Any part of the working fluid that does not participate directly in the expansion and contraction cycles will reduce the efficiency of the engine. This dead space, which is also known as unswept volume, can be in several engine structures but is often located in the conduit connecting the hot and cold reservoirs and includes the regenerator. This can be significant depending on the proximity of the two reservoirs. As this volume increases, efficiency decreases.
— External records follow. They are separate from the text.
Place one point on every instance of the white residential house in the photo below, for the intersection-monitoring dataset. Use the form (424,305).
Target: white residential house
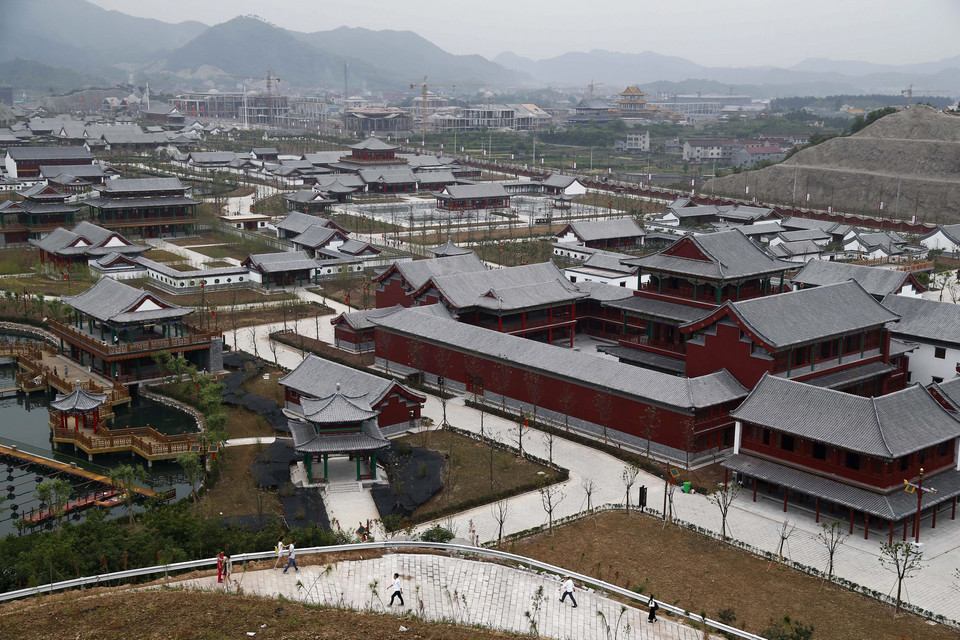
(945,237)
(935,328)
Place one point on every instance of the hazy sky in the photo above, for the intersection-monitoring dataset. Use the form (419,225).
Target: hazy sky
(709,32)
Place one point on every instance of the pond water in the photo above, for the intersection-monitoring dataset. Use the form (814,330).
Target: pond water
(24,423)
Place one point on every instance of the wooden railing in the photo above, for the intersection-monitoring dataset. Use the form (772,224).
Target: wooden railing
(145,441)
(153,344)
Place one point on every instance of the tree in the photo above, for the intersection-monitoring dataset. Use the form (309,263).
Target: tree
(126,477)
(831,536)
(55,494)
(629,478)
(784,531)
(550,497)
(723,497)
(589,487)
(192,469)
(904,559)
(500,510)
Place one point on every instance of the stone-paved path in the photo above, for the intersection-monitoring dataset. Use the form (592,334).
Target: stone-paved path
(445,588)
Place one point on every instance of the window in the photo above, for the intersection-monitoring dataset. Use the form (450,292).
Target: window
(853,460)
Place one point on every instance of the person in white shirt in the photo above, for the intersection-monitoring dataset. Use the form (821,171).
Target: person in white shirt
(292,562)
(397,590)
(567,590)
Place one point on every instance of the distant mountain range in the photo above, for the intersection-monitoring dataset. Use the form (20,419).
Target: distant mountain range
(103,47)
(817,76)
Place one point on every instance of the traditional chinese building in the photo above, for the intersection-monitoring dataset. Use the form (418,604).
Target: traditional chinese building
(848,455)
(339,410)
(147,207)
(116,329)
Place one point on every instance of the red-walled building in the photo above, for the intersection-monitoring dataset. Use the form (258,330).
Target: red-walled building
(397,281)
(832,336)
(849,455)
(320,378)
(534,301)
(610,400)
(685,281)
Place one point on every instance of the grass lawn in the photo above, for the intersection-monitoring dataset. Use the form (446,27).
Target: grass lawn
(174,613)
(18,260)
(48,286)
(469,478)
(236,493)
(159,255)
(698,573)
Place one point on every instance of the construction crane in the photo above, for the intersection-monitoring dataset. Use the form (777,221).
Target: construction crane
(423,105)
(910,90)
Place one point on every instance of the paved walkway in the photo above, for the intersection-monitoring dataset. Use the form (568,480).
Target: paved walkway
(444,588)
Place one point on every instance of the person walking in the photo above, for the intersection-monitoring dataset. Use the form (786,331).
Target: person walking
(227,571)
(397,590)
(567,589)
(292,562)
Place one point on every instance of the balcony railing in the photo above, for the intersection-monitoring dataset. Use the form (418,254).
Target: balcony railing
(645,343)
(152,344)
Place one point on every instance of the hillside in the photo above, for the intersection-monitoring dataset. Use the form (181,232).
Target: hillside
(919,148)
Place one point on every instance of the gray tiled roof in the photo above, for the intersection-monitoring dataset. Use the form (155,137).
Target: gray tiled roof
(78,400)
(804,234)
(315,236)
(556,362)
(731,255)
(281,261)
(468,191)
(888,427)
(49,153)
(319,378)
(507,289)
(892,506)
(337,409)
(298,222)
(924,319)
(950,390)
(307,440)
(809,315)
(876,281)
(417,272)
(607,229)
(660,309)
(110,300)
(604,292)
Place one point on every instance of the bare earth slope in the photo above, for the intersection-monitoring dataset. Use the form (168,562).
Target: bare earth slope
(917,148)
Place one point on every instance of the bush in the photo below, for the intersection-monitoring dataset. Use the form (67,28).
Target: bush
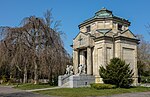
(145,79)
(102,86)
(118,73)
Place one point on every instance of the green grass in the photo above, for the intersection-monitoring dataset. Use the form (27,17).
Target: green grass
(32,86)
(83,92)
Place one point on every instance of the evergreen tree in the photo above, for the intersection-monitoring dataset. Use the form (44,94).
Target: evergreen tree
(117,72)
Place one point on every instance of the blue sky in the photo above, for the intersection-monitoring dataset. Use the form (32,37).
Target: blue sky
(73,12)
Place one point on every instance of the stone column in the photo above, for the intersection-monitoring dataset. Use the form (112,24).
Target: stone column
(75,61)
(89,61)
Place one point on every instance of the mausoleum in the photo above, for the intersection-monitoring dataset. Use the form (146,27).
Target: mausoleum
(101,38)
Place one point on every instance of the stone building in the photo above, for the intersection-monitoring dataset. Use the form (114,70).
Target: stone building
(101,38)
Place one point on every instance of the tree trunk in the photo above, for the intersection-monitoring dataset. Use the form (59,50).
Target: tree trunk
(35,73)
(25,75)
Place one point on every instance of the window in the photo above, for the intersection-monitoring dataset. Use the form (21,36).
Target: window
(88,28)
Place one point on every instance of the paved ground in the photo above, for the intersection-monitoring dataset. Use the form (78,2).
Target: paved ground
(141,94)
(11,92)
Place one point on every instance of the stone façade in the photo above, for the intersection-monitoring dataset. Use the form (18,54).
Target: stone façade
(101,38)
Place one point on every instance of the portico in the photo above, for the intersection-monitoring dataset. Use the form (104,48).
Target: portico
(101,38)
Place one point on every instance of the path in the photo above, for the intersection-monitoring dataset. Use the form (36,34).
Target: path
(139,94)
(7,91)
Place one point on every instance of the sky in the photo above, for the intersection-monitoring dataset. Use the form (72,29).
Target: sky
(73,12)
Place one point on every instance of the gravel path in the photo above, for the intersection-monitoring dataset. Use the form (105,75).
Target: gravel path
(6,91)
(139,94)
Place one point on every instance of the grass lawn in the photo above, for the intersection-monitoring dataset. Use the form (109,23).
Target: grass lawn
(83,92)
(32,86)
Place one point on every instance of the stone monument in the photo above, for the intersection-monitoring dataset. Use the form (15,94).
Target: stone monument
(101,38)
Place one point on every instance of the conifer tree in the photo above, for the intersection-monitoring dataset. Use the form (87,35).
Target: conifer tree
(117,72)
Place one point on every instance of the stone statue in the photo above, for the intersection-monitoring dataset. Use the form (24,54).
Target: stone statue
(69,70)
(81,69)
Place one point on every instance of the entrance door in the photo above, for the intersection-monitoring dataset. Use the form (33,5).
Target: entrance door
(85,56)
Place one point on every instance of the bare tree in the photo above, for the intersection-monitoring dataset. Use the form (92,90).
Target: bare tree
(36,44)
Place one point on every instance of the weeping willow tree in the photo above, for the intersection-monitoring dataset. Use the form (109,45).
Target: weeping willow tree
(35,49)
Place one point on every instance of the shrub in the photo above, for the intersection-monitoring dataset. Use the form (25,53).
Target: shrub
(102,86)
(145,79)
(118,73)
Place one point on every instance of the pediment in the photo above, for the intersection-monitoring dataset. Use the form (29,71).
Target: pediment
(82,40)
(128,33)
(80,35)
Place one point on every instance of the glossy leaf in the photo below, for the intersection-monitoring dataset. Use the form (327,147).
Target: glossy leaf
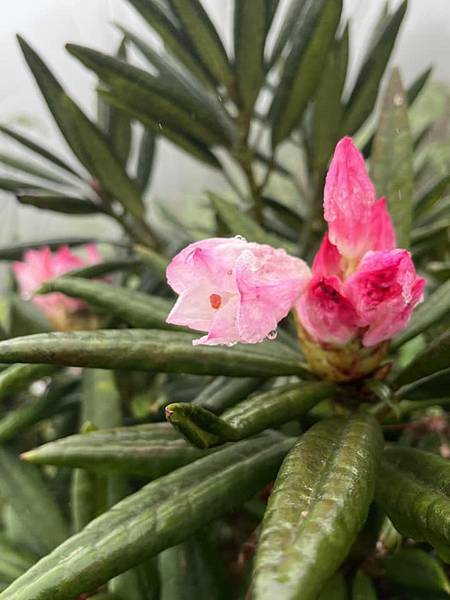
(146,450)
(311,41)
(135,308)
(204,38)
(160,515)
(365,91)
(319,503)
(435,308)
(23,488)
(413,488)
(257,413)
(392,159)
(86,140)
(250,26)
(64,204)
(143,349)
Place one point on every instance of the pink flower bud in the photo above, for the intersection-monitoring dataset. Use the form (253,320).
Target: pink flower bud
(234,290)
(41,265)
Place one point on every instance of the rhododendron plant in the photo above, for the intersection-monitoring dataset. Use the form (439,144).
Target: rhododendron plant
(42,265)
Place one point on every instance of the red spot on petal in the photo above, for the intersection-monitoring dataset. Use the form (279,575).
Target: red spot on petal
(216,301)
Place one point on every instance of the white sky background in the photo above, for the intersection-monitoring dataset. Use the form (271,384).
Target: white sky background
(49,24)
Stirling cycle engines containing reciprocating pistons generally have low efficiencies. As the working fluid in the hot cylinder is heated and expands, the length of the cylinder and crankshaft linkage will determine the time that the piston within the cylinder can transfer energy to the crankshaft during a cycle. A longer cylinder, in relation to its diameter, increases the energy transfer. The standard design of the power piston's rod/crankshaft linkage found in most prior art Stirling engines limits the ratio of the stroke length/diameter of the piston, and therefore limits the efficiency of the engine.
Most prior art Stirling cycle engines rely on reciprocating piston technology but there are others that have novel non-piston implementations. Among these are a variety of rotary type Stirling engines including patents: U.S. Pat. No. 7,185,492, U.S. Pat. No. 4,753,073, U.S. Pat. No. 5,335,497, U.S. Pat. No. 4,206,604, U.S. Pat. No. 3,984,981, U.S. Pat. No. 6,109,040 and U.S. Pat. No. 8,495,873. All of these, as does the present invention, have a unique design.
In the ideal Stirling engine, all of the working fluid would alternately be heated and then cooled providing completely separate expansion and compression cycles. There would be no concurrent heating and cooling of the working fluid that might cancel out some of the desired expansion/compression effects. Designers of Stirling engines try to minimize the overlap of the heating and cooling of the working fluid but the fixed piston rod/crankshaft linkage constrains this minimization.
The present invention mitigates the above limitations of prior art Stirling engines.